6. Sécurité et gouvernance intégrées dans l’IA
La Build 2025 a aussi mis l’accent sur la sécurisation du cycle de vie des agents IA, avec l’intégration native d’Entra, Defender for Cloud et Purview dans Copilot Studio et Azure Foundry.
C’est essentiel : les DSI veulent garder le contrôle sur ce que font, voient et décident les agents. Avec Entra Agent ID, Microsoft propose une gestion fine des identités IA — y compris pour des agents tiers (ServiceNow, Workday). C’est un pas vers un IAM pour entités non humaines. C’est ici clairement une promesse très interessante, là encore c’est l’implémentation et la liste des solutions disponible qui fera la différence…
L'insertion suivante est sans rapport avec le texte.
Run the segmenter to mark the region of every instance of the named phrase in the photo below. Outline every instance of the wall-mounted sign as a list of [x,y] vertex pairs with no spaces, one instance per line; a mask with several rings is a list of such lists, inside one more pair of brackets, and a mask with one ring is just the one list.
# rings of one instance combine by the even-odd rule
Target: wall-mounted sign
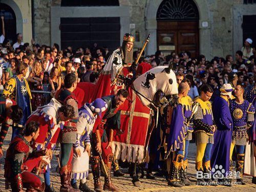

7. WSL devient open source (pour de vrai)
Longtemps critiqué pour son côté opaque, le Windows Subsystem for Linux (WSL) est désormais largement open source, tout comme l’extension Copilot Chat de VS Code, prochainement.
Ce mouvement confirme que Microsoft joue la carte de la transparence (sélective) pour rassurer la communauté Linux-first. Reste à voir si l’ouverture sera suivie d’une gouvernance ouverte… ou simplement d’un entre-soi piloté par Redmond.

Elon, Sam, Satya : le triangle de l’IA unifiée ?
Enfin, pour marquer le coup, Satya Nadella a réuni Elon Musk et Sam Altman (en vidéo). Musk a confirmé que les modèles Grok 3 et 3 Mini seront hébergés sur Azure Foundry. Altman a fait la promotion du nouveau Codex tout en renouvelant son alliance avec Microsoft.
Symboliquement, cette scène est forte : elle montre que Microsoft n’est plus simple partenaire technologique, mais l’infrastructure centrale de l’écosystème IA mondial, y compris pour ses rivaux idéologiques.